The case stems from a complaint filed by the United States on July 18, 2023, alleging that Britton-Harr and his companies, including Provista Health, LLC, exploited the COVID-19 pandemic by offering COVID-19 tests to nursing homes as a pretext to bill Medicare for medically unnecessary respiratory pathogen panel (RPP) tests. The complaint asserted that these tests were performed on beneficiaries without respiratory illness symptoms and for uncommon pathogens.

More egregiously, the complaint alleged that Britton-Harr and Provista Health submitted claims for RPP tests that were neither ordered by physicians nor performed. In over 300 instances, claims were reportedly filed for tests on deceased beneficiaries, with sample collection dates occurring after their deaths.

The case took a dramatic turn when Britton-Harr violated a court order by selling his Annapolis house for $575,000 and dissipating the proceeds, despite being prohibited from doing so without court approval. On March 4, the court held Britton-Harr in civil contempt and ordered him to deposit $575,000 with the court's registry.

Principal Deputy Assistant Attorney General Brian M. Boynton emphasized the Justice Department's commitment to holding accountable those who exploited the pandemic for financial gain. U.S. Attorney Erek L. Barron condemned the exploitation of federal healthcare programs designed to assist the elderly and disabled during a national crisis.

FBI Special Agent in Charge William J. DelBagno highlighted the extent of Britton-Harr's fraud, stating it diverted critical resources from the healthcare system and cost taxpayers significantly.
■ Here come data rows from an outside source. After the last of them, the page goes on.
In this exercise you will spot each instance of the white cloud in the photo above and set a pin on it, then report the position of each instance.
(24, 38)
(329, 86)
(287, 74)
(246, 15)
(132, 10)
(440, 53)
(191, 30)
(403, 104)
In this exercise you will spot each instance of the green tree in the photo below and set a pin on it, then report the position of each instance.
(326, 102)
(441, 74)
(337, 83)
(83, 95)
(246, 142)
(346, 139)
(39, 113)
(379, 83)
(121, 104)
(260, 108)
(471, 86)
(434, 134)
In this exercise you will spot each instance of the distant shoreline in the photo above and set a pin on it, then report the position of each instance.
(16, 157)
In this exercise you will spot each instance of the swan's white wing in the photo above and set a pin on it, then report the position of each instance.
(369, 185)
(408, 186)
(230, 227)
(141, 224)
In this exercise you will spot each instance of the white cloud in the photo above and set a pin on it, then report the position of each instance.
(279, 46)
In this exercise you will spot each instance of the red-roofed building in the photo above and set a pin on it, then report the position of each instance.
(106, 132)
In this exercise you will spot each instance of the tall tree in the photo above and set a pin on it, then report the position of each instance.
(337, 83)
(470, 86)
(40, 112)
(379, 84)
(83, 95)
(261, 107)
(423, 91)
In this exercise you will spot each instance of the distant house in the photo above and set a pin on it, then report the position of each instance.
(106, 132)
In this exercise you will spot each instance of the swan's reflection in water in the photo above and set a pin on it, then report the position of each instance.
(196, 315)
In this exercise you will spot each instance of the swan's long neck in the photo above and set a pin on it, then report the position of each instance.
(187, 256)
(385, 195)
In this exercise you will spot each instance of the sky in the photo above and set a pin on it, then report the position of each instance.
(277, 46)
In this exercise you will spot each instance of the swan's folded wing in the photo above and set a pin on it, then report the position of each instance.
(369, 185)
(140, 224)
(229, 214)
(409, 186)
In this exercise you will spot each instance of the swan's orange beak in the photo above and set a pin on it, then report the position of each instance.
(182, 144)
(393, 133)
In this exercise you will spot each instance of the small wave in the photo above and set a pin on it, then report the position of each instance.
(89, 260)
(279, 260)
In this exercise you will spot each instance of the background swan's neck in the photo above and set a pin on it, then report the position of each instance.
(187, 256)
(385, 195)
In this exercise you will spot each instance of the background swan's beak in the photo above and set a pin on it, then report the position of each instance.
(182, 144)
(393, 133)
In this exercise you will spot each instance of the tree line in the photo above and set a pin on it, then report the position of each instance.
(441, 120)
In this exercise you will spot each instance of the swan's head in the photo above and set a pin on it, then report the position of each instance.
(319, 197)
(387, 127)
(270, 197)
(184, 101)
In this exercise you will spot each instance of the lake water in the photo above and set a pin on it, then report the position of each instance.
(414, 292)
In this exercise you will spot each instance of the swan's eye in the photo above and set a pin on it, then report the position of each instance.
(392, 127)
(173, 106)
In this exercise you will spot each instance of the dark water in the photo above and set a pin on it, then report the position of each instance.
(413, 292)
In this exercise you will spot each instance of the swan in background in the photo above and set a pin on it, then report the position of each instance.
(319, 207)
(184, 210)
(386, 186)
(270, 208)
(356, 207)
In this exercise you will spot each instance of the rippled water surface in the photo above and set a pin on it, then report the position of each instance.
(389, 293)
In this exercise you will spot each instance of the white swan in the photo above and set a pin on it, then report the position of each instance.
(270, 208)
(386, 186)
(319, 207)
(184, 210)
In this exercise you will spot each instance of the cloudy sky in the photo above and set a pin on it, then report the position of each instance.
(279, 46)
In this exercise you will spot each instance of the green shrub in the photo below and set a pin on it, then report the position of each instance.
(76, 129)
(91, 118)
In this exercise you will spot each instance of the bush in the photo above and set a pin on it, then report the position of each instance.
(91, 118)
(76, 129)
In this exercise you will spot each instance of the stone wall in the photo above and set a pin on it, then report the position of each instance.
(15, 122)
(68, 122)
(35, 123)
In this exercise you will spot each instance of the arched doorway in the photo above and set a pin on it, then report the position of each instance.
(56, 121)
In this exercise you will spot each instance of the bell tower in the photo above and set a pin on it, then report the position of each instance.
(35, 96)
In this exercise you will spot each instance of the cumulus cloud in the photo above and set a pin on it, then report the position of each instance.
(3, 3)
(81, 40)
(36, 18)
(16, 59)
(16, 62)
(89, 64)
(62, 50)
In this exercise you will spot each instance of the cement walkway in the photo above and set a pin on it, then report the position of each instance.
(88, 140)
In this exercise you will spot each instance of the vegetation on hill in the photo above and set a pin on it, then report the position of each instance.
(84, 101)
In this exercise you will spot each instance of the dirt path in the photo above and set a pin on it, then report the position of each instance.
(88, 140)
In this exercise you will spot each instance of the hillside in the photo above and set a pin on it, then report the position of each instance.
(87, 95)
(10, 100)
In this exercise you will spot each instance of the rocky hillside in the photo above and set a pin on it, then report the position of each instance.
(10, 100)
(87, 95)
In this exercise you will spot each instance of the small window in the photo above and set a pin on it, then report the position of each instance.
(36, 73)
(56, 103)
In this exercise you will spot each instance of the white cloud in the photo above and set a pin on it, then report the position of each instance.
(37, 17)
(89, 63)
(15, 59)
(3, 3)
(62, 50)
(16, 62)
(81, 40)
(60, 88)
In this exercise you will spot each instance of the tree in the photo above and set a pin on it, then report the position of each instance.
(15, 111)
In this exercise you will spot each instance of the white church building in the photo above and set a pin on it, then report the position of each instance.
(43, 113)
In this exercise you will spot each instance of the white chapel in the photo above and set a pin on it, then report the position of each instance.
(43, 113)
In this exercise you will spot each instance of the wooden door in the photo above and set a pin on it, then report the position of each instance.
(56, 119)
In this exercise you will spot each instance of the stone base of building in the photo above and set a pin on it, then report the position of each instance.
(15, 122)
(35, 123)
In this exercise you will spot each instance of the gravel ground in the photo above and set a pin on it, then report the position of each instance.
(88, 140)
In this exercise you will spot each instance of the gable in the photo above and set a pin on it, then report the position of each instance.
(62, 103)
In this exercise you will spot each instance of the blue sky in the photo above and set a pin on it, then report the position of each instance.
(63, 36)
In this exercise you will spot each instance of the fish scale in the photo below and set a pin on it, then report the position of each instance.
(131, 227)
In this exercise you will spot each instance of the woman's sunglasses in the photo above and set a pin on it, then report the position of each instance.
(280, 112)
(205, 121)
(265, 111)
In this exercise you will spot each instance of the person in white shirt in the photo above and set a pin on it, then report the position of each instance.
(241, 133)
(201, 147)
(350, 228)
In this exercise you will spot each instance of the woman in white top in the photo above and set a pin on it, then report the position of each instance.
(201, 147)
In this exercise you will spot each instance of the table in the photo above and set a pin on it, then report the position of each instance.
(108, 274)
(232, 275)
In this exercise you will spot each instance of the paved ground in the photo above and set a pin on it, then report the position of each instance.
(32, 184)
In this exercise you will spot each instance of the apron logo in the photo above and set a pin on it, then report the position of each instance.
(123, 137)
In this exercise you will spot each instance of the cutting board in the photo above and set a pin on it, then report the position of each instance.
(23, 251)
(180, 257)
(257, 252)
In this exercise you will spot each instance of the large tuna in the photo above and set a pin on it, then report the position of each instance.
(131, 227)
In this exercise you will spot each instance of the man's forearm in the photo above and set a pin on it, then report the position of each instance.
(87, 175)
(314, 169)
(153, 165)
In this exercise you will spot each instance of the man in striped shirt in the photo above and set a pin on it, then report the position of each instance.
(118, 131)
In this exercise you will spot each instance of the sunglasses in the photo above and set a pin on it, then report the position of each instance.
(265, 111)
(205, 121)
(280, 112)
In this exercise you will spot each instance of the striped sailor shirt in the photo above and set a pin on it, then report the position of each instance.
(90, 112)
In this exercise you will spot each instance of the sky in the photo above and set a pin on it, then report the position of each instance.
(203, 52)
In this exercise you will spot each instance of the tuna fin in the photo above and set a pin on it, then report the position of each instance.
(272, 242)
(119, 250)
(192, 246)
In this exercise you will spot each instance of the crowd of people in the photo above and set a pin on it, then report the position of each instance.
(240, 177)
The Department of Health and Human Services Office of Inspector General also played a crucial role in the investigation.

This case underscores the government's ongoing efforts to combat healthcare fraud, particularly through the False Claims Act. The public is encouraged to report potential fraud, waste, abuse, and mismanagement to the HHS hotline.

As the legal proceedings continue, this case serves as a stark reminder of the serious consequences facing those who attempt to defraud federal health insurance programs, especially during times of national crisis.